Elles sont différentes. Il y a du bon et du mauvais… C’est merveilleux de pouvoir photographier aussi facilement et d’avoir autant de souvenirs. Autrefois, il y avait très peu de photographies d’amateurs. C’était une pratique réservée aux gens cossus qui aimaient se faire photographier dans des mises en scène bien étudiées. Moi, il ne me reste que les souvenirs de ma mémoire et j’aimerais avoir des choses plus précises. Je rêverais d’avoir une photographie de ma chambre à coucher, ou même de ma mère ! Je n’ai pas une seule photo d’elle. J’étais petite lorsqu’elle est décédée, juste avant la guerre. Aujourd’hui, les choses sont bien différentes. Les gens conservent leurs souvenirs dans leurs appareils, leurs disques durs. Le problème est alors de savoir comment vont-ils trier tous ces souvenirs…

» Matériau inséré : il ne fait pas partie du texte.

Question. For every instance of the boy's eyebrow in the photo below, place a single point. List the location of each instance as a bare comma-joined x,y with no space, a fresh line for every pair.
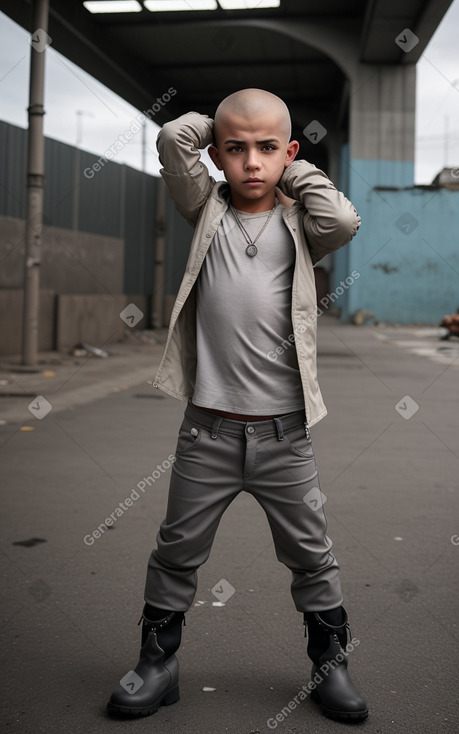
258,142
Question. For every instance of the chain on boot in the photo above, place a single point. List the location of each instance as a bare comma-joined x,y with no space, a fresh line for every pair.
327,643
154,680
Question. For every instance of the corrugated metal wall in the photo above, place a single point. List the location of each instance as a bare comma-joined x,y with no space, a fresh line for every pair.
83,195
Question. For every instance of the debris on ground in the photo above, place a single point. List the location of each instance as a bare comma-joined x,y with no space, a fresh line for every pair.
451,323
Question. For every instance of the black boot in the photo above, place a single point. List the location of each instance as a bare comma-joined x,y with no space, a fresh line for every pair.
154,681
334,690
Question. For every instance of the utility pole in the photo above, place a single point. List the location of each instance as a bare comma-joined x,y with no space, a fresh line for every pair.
39,40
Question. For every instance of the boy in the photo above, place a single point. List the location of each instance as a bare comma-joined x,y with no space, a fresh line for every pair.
248,287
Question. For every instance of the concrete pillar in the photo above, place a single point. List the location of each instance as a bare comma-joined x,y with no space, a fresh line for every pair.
381,154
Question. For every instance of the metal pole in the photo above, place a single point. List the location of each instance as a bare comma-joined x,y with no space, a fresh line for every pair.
35,182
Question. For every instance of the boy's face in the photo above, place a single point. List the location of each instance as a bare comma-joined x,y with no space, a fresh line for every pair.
252,152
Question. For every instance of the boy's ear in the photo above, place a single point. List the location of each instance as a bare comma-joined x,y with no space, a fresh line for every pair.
292,150
213,152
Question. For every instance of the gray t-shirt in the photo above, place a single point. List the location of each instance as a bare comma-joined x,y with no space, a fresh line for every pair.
244,313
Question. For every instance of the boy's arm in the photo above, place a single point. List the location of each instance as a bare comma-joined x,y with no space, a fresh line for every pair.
187,178
331,220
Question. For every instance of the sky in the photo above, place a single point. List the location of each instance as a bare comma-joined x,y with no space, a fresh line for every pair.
80,109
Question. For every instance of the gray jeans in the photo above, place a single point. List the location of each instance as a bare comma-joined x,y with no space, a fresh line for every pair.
274,461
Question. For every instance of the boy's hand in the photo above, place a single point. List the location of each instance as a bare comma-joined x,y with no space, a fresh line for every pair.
330,219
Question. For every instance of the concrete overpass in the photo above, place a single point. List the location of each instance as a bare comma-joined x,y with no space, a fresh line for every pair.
338,63
347,72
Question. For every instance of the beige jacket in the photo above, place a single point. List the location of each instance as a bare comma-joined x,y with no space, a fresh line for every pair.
320,220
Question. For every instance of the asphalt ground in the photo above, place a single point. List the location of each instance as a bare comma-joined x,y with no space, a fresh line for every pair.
388,456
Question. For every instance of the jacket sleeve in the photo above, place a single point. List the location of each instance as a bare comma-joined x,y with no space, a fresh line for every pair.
187,178
331,220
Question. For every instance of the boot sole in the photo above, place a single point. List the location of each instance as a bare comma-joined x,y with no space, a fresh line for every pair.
339,715
167,699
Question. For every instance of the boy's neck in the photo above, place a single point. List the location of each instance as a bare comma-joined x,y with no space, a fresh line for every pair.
255,206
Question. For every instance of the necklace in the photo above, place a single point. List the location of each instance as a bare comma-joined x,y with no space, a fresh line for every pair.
251,249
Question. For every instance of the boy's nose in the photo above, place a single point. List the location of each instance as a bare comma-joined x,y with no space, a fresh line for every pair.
252,162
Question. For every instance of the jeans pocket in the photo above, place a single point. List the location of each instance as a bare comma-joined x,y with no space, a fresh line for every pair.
188,438
300,443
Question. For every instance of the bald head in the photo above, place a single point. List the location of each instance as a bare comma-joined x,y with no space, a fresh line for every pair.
253,104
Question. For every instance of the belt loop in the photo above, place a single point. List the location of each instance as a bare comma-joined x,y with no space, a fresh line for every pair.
279,429
215,426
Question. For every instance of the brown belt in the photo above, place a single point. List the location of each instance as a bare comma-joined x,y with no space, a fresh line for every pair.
236,416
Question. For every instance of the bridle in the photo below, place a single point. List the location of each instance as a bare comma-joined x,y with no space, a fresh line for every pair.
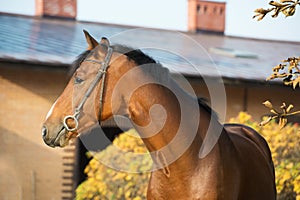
101,74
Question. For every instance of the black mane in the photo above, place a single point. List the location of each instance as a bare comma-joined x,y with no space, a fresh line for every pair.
140,58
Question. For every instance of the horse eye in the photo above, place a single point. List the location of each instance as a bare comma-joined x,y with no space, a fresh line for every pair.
78,80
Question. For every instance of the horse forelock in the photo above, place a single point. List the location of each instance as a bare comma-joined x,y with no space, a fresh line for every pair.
77,62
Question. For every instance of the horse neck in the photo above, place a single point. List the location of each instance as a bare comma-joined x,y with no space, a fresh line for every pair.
157,115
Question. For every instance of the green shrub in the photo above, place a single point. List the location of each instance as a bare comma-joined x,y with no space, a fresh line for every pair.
106,183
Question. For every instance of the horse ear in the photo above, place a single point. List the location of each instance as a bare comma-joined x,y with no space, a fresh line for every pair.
104,41
90,40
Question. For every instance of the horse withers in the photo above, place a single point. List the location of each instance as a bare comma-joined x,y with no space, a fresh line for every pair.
115,79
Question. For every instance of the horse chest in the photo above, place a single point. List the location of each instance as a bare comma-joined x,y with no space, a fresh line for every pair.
192,187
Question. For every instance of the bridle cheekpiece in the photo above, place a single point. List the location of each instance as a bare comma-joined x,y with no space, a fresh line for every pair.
101,74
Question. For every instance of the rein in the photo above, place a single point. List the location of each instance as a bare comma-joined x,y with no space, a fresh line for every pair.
101,74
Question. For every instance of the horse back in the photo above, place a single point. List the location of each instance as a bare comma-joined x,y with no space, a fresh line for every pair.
254,158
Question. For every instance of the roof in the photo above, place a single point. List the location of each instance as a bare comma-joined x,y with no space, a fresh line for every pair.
58,42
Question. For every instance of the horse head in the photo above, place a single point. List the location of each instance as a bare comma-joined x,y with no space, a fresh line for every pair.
86,100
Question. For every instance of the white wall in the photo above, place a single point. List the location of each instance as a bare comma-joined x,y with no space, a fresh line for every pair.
239,22
22,7
164,14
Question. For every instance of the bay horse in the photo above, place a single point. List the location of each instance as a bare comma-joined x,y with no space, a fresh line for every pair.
130,83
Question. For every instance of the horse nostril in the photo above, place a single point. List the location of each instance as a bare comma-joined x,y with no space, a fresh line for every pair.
44,131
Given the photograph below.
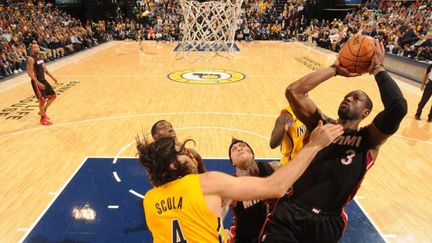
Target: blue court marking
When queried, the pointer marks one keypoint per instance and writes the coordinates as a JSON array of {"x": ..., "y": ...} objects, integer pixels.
[
  {"x": 94, "y": 188},
  {"x": 205, "y": 47}
]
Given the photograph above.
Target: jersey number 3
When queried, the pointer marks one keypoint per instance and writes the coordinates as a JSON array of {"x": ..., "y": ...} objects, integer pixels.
[
  {"x": 177, "y": 235},
  {"x": 349, "y": 156}
]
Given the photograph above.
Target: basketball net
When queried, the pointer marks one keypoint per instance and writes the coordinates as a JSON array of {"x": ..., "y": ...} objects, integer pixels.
[{"x": 209, "y": 29}]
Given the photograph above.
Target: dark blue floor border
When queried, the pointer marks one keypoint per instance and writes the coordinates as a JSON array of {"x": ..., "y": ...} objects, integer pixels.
[{"x": 95, "y": 206}]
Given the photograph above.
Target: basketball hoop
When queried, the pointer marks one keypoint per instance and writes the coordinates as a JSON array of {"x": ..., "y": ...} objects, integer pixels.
[{"x": 209, "y": 27}]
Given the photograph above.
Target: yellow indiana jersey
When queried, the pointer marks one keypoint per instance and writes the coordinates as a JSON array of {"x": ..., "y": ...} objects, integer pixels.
[
  {"x": 292, "y": 141},
  {"x": 178, "y": 212}
]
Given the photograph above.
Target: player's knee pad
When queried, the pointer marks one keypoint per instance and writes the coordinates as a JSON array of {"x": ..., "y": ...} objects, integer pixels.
[{"x": 42, "y": 101}]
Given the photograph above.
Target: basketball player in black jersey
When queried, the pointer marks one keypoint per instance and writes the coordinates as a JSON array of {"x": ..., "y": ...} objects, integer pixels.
[
  {"x": 36, "y": 70},
  {"x": 249, "y": 216},
  {"x": 314, "y": 213}
]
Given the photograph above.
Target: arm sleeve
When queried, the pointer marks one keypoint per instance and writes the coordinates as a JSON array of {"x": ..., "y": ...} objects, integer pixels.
[{"x": 395, "y": 105}]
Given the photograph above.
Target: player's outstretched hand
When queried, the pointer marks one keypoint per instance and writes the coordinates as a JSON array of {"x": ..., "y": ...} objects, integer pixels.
[
  {"x": 378, "y": 59},
  {"x": 323, "y": 135},
  {"x": 343, "y": 71}
]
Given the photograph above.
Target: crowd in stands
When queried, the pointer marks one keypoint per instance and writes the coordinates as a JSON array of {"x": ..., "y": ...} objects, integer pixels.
[
  {"x": 57, "y": 33},
  {"x": 162, "y": 20},
  {"x": 404, "y": 27}
]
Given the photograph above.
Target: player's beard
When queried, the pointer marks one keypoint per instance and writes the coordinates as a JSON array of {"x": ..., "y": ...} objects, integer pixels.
[{"x": 347, "y": 114}]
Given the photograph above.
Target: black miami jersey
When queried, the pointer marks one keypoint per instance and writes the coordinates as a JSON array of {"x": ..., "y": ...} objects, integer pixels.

Vous replongez-vous parfois dans vos anciennes photographies ?
Rarement, mais l’autre jour, j’ai reçu une lettre d’une Américaine. Un de ses amis qui avait de vieilles revues des années 50 lui assurait l’avoir reconnue sur l’une de mes photographies. Je l’ai cherché et j’ai effectivement retrouvé cette photo couleurs d’une dame assise à une terrasse de café, donnant à manger à des chats. Mais je dois faire du tri car j’ai fait don de mes archives au Musée de l’Elysée de Lausanne, dont j’ai d’ailleurs posé la première pierre la semaine dernière, ainsi qu’au Centre Pompidou.

Sabine Weiss, Bords de Seine, Paris, France, 1952 épreuve gélatino-argentique contrecollée sur carton 27 x 39,9 cm Collection Centre Pompidou, Paris © Centre Pompidou, MNAM-CCI/Philippe Migeat/ Dist. RMN-GP © Sabine Weiss
C’était important pour vous qui êtes franco-suisse que vos archives soient à la fois conservées en Suisse et en France ?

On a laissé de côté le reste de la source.